Surgery is a mainstay of therapy and usually accomplished by use of a radical vulvectomy, removal of vulvar tissue as well as the removal of lymph nodes from the inguinal and femoral areas. Complications of such surgery include wound infection, sexual dysfunction, edema and thrombosis. Surgery is significantly more extensive when vulvar cancer has spread to adjacent organs such as urethra, vagina, and rectum. In cases of early vulvar carcinoma the surgery may be less radical and disfiguring and consist of wide excision or a simple vulvectomy.

Surgery

Stage I Vulvar Cancer Standard treatment options:

  • Wide excision (without lymph node dissection)
A wide (1 cm margin) excision (without lymph node dissection) for microinvasive lesions (<1 mm invasion) with no associated severe vulvar dystrophy. For all other stage I lesions, if well lateralized, without diffuse severe dystrophy, and with clinically negative nodes, a radical local excision with complete unilateral lymphadenectomy.
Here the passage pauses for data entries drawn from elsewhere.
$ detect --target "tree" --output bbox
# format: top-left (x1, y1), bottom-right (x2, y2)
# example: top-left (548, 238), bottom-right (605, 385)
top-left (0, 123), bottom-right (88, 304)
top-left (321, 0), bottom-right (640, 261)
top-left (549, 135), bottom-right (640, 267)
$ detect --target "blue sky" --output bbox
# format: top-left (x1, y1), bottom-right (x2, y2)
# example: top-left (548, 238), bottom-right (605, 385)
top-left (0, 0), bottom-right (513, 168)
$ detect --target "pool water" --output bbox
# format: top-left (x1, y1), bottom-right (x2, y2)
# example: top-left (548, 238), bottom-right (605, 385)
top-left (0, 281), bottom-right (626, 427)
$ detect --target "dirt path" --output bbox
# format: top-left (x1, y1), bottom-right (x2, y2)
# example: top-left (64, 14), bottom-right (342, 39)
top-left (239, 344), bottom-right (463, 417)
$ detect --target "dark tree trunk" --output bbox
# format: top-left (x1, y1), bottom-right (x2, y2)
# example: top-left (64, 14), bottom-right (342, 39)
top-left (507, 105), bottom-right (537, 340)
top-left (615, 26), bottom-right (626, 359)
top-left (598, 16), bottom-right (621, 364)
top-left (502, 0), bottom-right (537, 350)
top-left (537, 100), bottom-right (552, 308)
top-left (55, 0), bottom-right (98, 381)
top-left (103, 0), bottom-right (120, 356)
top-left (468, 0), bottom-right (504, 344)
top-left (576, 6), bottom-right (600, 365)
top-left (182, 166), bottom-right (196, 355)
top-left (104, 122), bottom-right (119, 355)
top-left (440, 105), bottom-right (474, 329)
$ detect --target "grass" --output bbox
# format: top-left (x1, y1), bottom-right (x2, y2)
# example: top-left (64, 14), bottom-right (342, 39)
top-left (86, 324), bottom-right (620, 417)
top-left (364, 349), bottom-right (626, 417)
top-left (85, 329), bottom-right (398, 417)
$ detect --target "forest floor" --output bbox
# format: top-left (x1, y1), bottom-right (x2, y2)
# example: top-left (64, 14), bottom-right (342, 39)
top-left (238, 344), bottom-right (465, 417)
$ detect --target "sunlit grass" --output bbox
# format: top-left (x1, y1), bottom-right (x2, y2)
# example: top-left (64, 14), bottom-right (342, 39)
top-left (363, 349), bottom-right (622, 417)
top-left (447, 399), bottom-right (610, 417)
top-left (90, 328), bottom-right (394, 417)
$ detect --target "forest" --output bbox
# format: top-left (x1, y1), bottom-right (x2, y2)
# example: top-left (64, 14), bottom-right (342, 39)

Candidates for this procedure should have lesions 2 cm or smaller in diameter with 5 mm or less invasion, no capillary lymphatic space invasion, and clinically uninvolved nodes.
  • Radical local excision with ipsilateral or bilateral inguinal and femoral node dissection
In tumor clinically confined to the vulva or perineum, radical local excision with a margin of at least 1 cm has generally replaced radical vulvectomy; separate incision has replaced en bloc inguinal node dissection, ipsilateral inguinal node dissection has replaced bilateral dissection for laterally localized tumors; and femoral lymph node dissection has been omitted in many cases.
  • Radical local excision and sentinel node dissection, reserving groin dissection for those with metastasis to the sentinel node(s).

Stage II Vulvar Cancer

standard treatment options:

  • Radical local excision with bilateral inguinal node and femoral node dissection with a resection margin of at least 1 cm. Radical local excision with a margin of at least 1 cm has generally replaced radical vulvectomy, and separate incision has replaced en bloc inguinal node dissection. Large T2 tumors may require modified radical or radical vulvectomy. Adjuvant local radiation therapy may be indicated for surgical margins smaller than 8 mm, capillary-lymphatic space invasion, and thickness greater than 5 mm.
  • Radical excision and sentinel node dissection, reserving groin dissection for those with metastasis to the sentinel node(s).